One of the challenges of these financings is that in some cases, the market value of the EEF may not be sufficient to cover the borrower’s debt obligations in case of a default under the financing documents. Thus, the credit quality of the Owner will be a key element of the transaction, which may be enhanced if necessary by some form of Sponsor credit support.
Another challenge to project financing an energy efficiency project is project size. While the limited or non-recourse nature of a project financing is most often appealing, execution costs for a project financing can be considerable, resulting in either limited lender appetite, or limited cost effectiveness for the transaction parties. This can sometimes be solved where a number of energy efficiency projects that are small individually can be bundled together to benefit from a portfolio financing.

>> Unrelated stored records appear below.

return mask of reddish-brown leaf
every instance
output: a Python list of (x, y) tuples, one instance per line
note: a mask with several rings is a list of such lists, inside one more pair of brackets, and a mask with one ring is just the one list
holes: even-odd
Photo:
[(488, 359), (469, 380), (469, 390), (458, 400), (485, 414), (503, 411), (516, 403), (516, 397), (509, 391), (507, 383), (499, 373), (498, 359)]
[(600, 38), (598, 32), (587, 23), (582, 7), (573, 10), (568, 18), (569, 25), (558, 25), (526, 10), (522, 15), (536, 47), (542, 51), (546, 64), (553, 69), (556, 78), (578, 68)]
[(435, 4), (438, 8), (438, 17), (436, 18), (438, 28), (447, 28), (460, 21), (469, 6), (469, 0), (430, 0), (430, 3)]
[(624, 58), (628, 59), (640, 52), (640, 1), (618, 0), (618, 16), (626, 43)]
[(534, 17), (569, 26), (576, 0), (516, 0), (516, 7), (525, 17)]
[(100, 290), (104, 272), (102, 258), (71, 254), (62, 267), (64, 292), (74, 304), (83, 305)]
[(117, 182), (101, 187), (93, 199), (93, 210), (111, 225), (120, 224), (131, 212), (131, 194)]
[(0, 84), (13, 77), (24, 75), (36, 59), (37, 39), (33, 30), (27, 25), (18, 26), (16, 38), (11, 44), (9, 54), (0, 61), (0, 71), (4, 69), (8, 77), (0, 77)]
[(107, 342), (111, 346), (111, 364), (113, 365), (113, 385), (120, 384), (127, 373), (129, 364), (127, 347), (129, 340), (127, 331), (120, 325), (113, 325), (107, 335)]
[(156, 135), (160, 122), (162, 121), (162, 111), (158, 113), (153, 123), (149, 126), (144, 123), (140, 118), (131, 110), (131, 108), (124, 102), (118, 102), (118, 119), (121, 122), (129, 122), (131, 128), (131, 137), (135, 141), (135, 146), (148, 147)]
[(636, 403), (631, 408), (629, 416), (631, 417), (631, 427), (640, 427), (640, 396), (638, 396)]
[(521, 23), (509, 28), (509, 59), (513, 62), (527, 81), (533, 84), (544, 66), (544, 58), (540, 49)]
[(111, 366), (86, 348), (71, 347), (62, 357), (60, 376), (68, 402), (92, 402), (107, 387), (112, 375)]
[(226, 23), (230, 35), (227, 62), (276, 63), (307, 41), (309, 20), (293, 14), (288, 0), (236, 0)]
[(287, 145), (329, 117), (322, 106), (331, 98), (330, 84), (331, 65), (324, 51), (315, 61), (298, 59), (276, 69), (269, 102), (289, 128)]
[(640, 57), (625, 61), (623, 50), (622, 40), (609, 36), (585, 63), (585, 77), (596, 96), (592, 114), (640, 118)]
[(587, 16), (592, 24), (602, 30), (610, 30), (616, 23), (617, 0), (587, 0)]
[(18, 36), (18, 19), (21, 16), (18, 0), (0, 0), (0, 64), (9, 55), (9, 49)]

Finally, the ESCO may be able to access certain tax incentives in connection with project financing an energy efficiency project. For instance, if the ESCO or an affiliate constructs a qualifying solar project, and either sells electricity to the Owner pursuant to a power purchase agreement or leases the project to the Owner, the ESCO (or affiliate) may be eligible to claim a federal investment tax credit (ITC) and accelerated depreciation on the project. A taxpayer generally may utilize ITCs to offset federal income taxes arising in the year the solar project is placed into service, although, under current law, unused ITCs for a taxable year generally must be carried forward to a subsequent year when the taxpayer has sufficient federal income taxes to be offset by the credit. For this reason, developers of qualifying solar projects often seek co-equity investors, commonly referred to as tax equity investors, that have sufficient federal income tax exposure to utilize the ITCs and accompanying accelerated depreciation on a current basis and, based on the value of these benefits, generally accept an otherwise below-market economic return on their investment. State and local incentives benefitting solar projects also may exist, depending on the particular jurisdiction.

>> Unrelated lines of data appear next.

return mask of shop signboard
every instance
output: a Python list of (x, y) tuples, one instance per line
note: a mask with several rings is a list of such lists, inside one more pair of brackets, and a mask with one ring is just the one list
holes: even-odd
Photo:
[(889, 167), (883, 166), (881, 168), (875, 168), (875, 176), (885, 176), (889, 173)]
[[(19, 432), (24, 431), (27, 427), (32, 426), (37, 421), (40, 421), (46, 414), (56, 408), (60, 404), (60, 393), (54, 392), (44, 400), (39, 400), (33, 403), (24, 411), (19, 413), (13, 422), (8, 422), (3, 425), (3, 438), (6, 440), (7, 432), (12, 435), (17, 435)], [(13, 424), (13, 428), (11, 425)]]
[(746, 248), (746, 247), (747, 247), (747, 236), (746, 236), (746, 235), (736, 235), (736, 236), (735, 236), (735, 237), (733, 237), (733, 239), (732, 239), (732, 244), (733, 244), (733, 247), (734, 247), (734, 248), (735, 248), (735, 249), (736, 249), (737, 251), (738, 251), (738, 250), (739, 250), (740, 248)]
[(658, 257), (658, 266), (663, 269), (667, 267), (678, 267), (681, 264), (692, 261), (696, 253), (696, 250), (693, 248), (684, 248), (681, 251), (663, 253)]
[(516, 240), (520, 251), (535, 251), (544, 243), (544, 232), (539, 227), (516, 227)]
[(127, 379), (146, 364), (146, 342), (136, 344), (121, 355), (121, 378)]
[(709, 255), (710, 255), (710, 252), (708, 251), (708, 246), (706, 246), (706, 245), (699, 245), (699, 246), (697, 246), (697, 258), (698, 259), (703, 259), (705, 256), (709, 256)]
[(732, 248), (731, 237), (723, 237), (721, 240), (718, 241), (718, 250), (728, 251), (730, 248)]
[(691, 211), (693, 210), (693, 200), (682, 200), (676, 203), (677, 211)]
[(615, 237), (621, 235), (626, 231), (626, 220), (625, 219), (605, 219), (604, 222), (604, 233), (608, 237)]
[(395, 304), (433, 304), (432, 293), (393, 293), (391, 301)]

We expect ESCO energy efficiency projects, and therewith their project financings, to grow as companies continue to look for ways to minimize their energy consumption and effectively manage the cost of implementing energy-saving equipment and facilities upgrades, as well as to achieve demonstrable reductions in their GHG emissions.
 We note that as part of its Federal Energy Management Program the US Department of Energy has developed a number of energy efficiency structures to encourage federal agencies to continue to reduce their energy use; among those structures, the DOE contemplates an “ESPC ESA” structure (see at: https://www.energy.gov/eere/femp/energy-savings-performance-contract-energy-sales-agreements) that is substantially similar to the one described in this article, but a discussion of the particularities of the federal program is outside of the scope of this article.
 The ESCO may be able to access the production tax credit (PTC) (or, in certain cases, a special wind ITC in lieu of the PTC) with respect to qualifying wind projects, although wind assets tend to be incorporated into energy efficiency projects less often than solar assets.
 The Biden administration’s fiscal year 2022 revenue proposal would permit a taxpayer to elect a cash payment in lieu of claiming the ITC (the so-called “direct pay option”, similar to the “cash grants” offered in lieu of ITCs following the 2008-2009 financial crisis ), which would make the ITC more desirable to taxpayers without sufficient taxable income to absorb the credit.